I cannot believe reports in the papers about what is happening with pensions. As a nonregulated accountancy firm, is there anything we should be doing for ourselves but, more important, is there anything we should be doing for our clients?
Chancellor Gordon Brown is not prepared to discuss the £1.4m lifetime limit. He has asked the National Audit Office to look into the number of people affected and we will not know the answer until the 2004 Budget. The answer will determine if any changes take effect.
It would be easy to assume that only clients with big pension funds might be affected by pension simplification. This is not the case.
You need to identify all funds which could approach or exceed the £1.4m limit. We will be able to preserve the existing funds without the penal tax charge by ringfencing. If we do not ringfence the existing funds, your clients will be able to take £350,000 as tax-free cash, with the remaining money up to the £1.4m limit used to provide income using either an annuity or drawdown. Any remaining fund will fall foul of the new tax charge, being an accumulated 55 per cent.
Because there is no wavering to the requirement that no death benefits be payable after age 75, some clients might prefer to take the excess over the cap as a taxed benefit, putting money in their own hands.
Any advantageous tax-free cash amounts over the proposed 25 per cent figure also need ringfencing. This will affect people in company pension schemes or section 32 buyout schemes. So, in addition to identifying all those clients with potentially big funds, you also have to look at those with old funds and long service, probably with relatively small funds.
Only a few weeks ago, it seemed that there was no way to include residential property in a pension scheme. Now, investors will be able to purchase and use residential property and other exotic investments.

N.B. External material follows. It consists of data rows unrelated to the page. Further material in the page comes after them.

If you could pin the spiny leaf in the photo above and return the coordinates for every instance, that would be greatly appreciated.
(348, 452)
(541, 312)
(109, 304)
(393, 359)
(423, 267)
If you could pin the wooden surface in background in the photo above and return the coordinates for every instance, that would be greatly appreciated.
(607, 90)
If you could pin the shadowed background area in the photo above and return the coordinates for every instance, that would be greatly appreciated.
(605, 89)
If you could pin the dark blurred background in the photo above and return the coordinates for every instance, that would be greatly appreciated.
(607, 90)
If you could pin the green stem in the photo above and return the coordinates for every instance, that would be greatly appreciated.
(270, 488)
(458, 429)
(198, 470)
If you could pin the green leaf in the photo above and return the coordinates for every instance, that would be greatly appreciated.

As accountants, this area is going to be especially challenging for you, particularly with the new tax charge on pension benefits in kind.
Anyone involved in residential or commercial property development perhaps needs to be informed that they might be able to use their pension fund for that purpose in the near future. That same group of clients needs to be informed about the new rules concerning borrowing. From April 2005, all the old rules disappear, to be replaced by one rule which allows borrowing for an amount equal to half the value of the pension fund. Those clients you have contacted concerning commercial property need to be aware of these changes, particularly due to the often long lead-in times concerning the purchase of commercial property.
If you are involved in divorce matters as they relate to pensions, there is a further interesting change. Today, where a pension share arrangement is made for high earners, the debit created remains as a debit against maximum benefits. The person receiving the credit is able to take this extra pension value in addition to any maximum benefits. From April 2005, this will change so that both parties will be able to accumulate funds up to the £1.4m limit, regardless of any pension debit or credit.
If we take the situation where the ex-husband has a £1m pension fund which is shared equally, under the new legislation he will be able to replace his loss up to the cap. The ex-wife will be able to do the same, whereas previously she would have been able to have maximum benefits plus the £500,000.
In big money cases, it must be decided if the pension sharing order is to be issued before or after the new legislation. It is also necessary to look at existing pension sharing orders from a ringfencing point of view.
In summary, it is not just big pension funds we need to look at but also those where there are generous tax-free cash allowances.
Anybody involved in property purchase, particularly if borrowing is anticipated, will also need to be made aware of the proposed rules as quickly as possible.
Finally, high-net-worth clients involved in divorce will need to be taken through the preand post-pension-share positions.